Vai que cola
"Agiliza essa vacina aí, gente! A galera tá morrendo, se liga! O mundo vacinando e o Brasil ficando pra trás...! Que tristeza! Louco pra tomar vacina!"
PAULO GUSTAVO
Foi ator, humorista, diretor, roteirista e apresentador brasileiro. Reconhecido internacionalmente por seus trabalhos no teatro, no cinema e na televisão. (1978-2021)
Nas contradições da sobrevivência, muitas pessoas se submetem a ações surpreendentes, traindo ideologias e voltando atrás em posicionamentos políticos ou ainda mudando valores pessoais – nem sempre de forma legítima, porém conveniente. Por dinheiro, muita gente segue à risca os versos de “E o mundo não se acabou”, do grande compositor brasileiro Assis Valente: “Beijei na boca de quem não devia/Peguei na mão de quem não conhecia/Dancei um samba em traje de maillot...”

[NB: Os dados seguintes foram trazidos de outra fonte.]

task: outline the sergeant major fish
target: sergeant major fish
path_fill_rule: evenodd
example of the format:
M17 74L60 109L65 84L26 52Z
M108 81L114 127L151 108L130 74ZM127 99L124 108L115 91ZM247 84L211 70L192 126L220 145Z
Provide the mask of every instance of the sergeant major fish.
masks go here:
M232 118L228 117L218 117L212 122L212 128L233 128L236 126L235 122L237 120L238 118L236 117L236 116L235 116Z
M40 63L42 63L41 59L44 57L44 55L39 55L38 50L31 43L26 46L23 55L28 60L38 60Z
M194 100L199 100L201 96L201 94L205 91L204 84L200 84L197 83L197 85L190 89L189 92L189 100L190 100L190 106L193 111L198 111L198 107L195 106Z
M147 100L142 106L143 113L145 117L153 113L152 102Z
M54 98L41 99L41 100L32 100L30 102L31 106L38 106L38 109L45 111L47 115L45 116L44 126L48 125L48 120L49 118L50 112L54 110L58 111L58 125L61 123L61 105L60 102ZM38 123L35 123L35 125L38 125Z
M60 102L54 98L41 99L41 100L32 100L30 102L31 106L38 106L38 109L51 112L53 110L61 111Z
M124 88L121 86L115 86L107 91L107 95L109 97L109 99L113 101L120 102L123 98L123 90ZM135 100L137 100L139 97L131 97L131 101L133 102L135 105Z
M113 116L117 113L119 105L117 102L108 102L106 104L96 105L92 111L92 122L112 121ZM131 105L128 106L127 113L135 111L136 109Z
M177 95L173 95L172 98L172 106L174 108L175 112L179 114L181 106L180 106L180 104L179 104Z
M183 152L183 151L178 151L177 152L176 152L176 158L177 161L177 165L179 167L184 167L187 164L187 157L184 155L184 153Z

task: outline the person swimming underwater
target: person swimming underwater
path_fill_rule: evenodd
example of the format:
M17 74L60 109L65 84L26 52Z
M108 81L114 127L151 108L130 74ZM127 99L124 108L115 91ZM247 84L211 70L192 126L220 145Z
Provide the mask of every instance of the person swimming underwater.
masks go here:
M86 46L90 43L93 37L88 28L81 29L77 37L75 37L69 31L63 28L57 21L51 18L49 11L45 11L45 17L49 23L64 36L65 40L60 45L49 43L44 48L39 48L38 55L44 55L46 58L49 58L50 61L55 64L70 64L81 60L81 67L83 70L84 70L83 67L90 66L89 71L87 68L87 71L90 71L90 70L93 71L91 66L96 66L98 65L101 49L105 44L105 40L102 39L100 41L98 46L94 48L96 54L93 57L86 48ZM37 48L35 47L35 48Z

Dessas incongruências todas, a Lei Paulo Gustavo, que foi criada para incentivar a cultura e garantir ações emergenciais, em especial as demandadas pelas consequências do período da pandemia de Covid-19 no Brasil, que impactou de forma trágica o setor cultural nos últimos anos, é palco das mais bizarras ações por parte de alguns extremistas. Extremistas esses que bradaram contra o Ministério da Cultura e comemoraram seu fim em 2019 sob a canetada do ex-presidente e sob palmas e gritos de euforia, perseguiram a classe artística, desmontaram e sucatearam a Lei Rouanet sem terem a mínima noção do que ela é em sua essência, e ainda classificaram artistas como vagabundos quando a pandemia nos tirou o trabalho, a renda e a dignidade, como grande parte da população atingida pela Covid-19. Esses mesmos extremistas agora se beneficiam do dinheiro da Lei Paulo Gustavo, que é emergencial para a cultura, enquanto muitos artistas não conseguiram esse auxílio, artistas que não se recuperaram das perdas, financeiras e morais, do período da pandemia. E tudo isso sob o olhar compassivo do poder público onde, quem administra a verba que é um direito dos artistas não é do meio.
Pode-se argumentar que “o edital permite que qualquer pessoa se inscreva e se beneficie dela”. Sim! Isso tem que ser revisto. Mas aqui há uma questão ética.
Vejamos: por que a Lei leva o nome de Paulo Gustavo? Ora, o ator, dramaturgo e produtor foi dos maiores sucessos do cinema, TV e teatro brasileiros nos últimos anos e foi vítima da Covid-19, falecendo aos 42 anos de idade, justamente ele que lutou em campanhas pela vacinação, socorrendo centenas de pessoas que sofreram as terríveis consequências da doença.
Esse mesmo Paulo Gustavo que realizou doações e ajudas financeiras a pessoas com quem ele trabalhou e foram afetadas pela pandemia de Covid-19, além de ter doado R$ 500 mil durante a crise de oxigênio em Manaus, capital do Amazonas, ocorrida em meados de janeiro de 2021. Ele depositou R$ 1 mil por três meses a quase 120 trabalhadores que atuaram em suas produções. Ao longo do cenário pandêmico, Paulo conversou com sua equipe por e-mail para acompanhar aqueles que precisassem de alguma forma de ajuda. O Padre Júlio Lancellotti revelou que o ator havia doado 1,5 milhão de reais para a construção de um centro de tratamento de câncer. Segundo informou o padre, o ator doou os valores para as Obras Sociais Irmã Dulce (Osid). "Muita gente não sabe, mas o ator Paulo Gustavo era grande benemérito das Osid”.¹
É disso que estamos falando: de ações que não se contradizem e princípios que não se abalam sob o vento fresco do dinheiro que corrompe posicionamentos e “ideais”. No entanto, esse é o país do “vai que cola...” e colou. Para alguns. E apesar de emergencial, não alcançou quem mais precisa.